Salvatore Attardo, PhD (Purdue, 1991), is Professor of Linguistics at Texas A&M University-Commerce. His books include Linguistic Theories of Humor (DeGruyter, 1994), Humorous Texts (DeGruyter, 2001), and The Linguistics of Humor, an introduction (Oxford UP; 2020). He edited HUMOR: International Journal of Humor Research (2002-2011), the Encyclopedia of Humor Studies (Sage, 2014) and the Handbook of Language and Humor (Routledge, 2017). Among his recent books are Pragmatics and its applications to TESOL and SLA (Wiley, 2021), and Eye Tracking in Linguistics (Bloomsbury, 2023), both co-authored with Lucy Pickering. His new book is titled: Humor 2.0: How the Internet changed Humor (Anthem, 2023).

Annette J. Saddik is Distinguished Professor of Theatre and Literature at the City University of New York (CUNY).  She specializes in 20th- and 21st-century drama and performance, and has published four books, as well as numerous essays. Her books include a collection of Tennessee Williams’ previously unpublished late plays, The Traveling Companion and Other Plays, as well as the monographs The Politics of Reputation: The Critical Reception of Tennessee Williams’ Later Plays, Contemporary American Drama, and Tennessee Williams and the Theatre of Excess: The Strange, The Crazed, The Queer. She lectures and advises on productions both nationally and internationally as a dramaturge, participates regularly in audience “talk-backs” for Broadway and off-Broadway performances, and serves on the editorial boards of The Tennessee Williams Annual Review and the Journal of Contemporary Drama in English.
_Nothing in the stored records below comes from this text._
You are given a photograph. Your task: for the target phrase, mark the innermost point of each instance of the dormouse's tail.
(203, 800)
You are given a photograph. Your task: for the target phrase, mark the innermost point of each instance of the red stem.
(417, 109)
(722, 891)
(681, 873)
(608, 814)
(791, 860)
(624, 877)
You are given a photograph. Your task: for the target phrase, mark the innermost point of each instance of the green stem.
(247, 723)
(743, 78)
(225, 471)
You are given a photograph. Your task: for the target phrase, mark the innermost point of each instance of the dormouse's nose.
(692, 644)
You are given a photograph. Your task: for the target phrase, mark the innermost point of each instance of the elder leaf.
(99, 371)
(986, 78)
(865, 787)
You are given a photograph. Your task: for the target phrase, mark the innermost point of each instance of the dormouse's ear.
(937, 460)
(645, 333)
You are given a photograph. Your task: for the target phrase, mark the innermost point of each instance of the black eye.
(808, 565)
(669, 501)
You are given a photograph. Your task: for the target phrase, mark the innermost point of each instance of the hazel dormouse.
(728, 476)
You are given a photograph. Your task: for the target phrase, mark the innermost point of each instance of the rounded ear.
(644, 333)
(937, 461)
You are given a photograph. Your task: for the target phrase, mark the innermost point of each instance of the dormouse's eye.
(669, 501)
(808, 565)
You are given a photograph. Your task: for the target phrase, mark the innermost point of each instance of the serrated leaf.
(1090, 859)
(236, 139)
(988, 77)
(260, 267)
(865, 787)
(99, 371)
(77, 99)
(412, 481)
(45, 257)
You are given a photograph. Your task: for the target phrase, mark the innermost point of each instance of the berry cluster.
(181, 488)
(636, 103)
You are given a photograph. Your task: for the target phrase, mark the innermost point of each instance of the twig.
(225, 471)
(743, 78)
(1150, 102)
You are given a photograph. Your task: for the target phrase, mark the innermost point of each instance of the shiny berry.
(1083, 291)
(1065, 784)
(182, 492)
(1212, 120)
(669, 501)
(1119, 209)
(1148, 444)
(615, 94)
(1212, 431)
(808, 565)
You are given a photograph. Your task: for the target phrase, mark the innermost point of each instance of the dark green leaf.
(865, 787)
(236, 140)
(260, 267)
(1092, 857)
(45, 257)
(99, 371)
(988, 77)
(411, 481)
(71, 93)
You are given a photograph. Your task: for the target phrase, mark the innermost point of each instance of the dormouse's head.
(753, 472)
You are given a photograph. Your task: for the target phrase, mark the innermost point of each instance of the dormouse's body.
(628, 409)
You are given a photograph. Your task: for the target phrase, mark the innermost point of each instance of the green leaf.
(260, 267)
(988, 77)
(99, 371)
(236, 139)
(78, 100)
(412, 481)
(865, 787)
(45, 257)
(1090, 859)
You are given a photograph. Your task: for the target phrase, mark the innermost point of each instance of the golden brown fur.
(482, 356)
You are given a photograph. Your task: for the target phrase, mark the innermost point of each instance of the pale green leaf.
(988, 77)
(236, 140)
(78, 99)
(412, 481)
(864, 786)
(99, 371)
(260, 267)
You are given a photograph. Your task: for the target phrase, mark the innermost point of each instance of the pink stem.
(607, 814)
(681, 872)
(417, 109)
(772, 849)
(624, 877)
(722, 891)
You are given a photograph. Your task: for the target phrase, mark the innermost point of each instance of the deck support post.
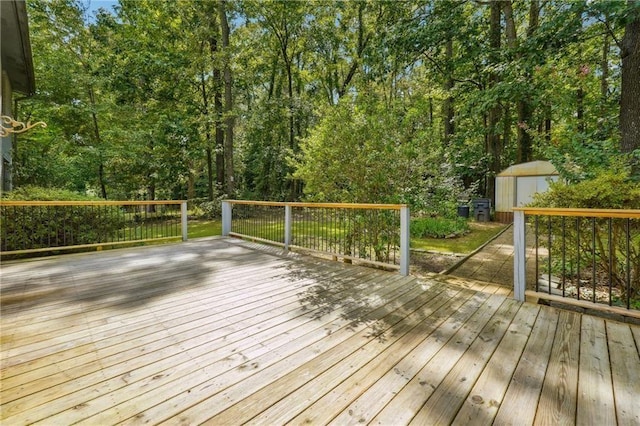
(405, 218)
(519, 256)
(183, 220)
(287, 227)
(226, 218)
Jadranka Kolenović-Đapo is Full Professor at the Department of Psychology, Faculty of Philosophy, University of Sarajevo, where she teaches Personality psychology, Social psychology, Sports psychology and Psychology of humour. She is the author of the following books: Psychology of humour: Theories, methods and research; Psychological defense mechanisms: A theoretical approach, classification and guide for practicals; Classical theories of emotions in light of new empirical knowledge, and two chapters in the book Presentation of the results of the European Values Study. Some of her published works and short communications in the field of humour are: Congruence of self-assessment and semantic evaluation of humour styles: A preliminary analysis; Humour styles as predictors of optimism; Are personality factors good predictors in explaining the tendency to react with laughter in different life situations?; Humour styles as determinants of positive and negative affective states; The role of humour in short-term and long-term adaptation; The structure of the sense of humour; Relationship between humour styles and subjective well-being; The psychology of laughter: The eternal puzzle of scientists; The psychology of humour: Can humour survive as a scientific construct? Advantages and disadvantages of using humour in teaching; Personality traits and evaluation of the degree of laughter in different social situations; Humour styles, the Big Five and self-esteem. She has held many workshops, seminars and lectures in the field of humour (The role of humour in dealing with stressful situations; Measuring the sense of humour; The importance of humour in teaching; How to use humour in inclusive education; Does satire have its audience?) for different target groups. She created a series of programs for developing a sense of humour.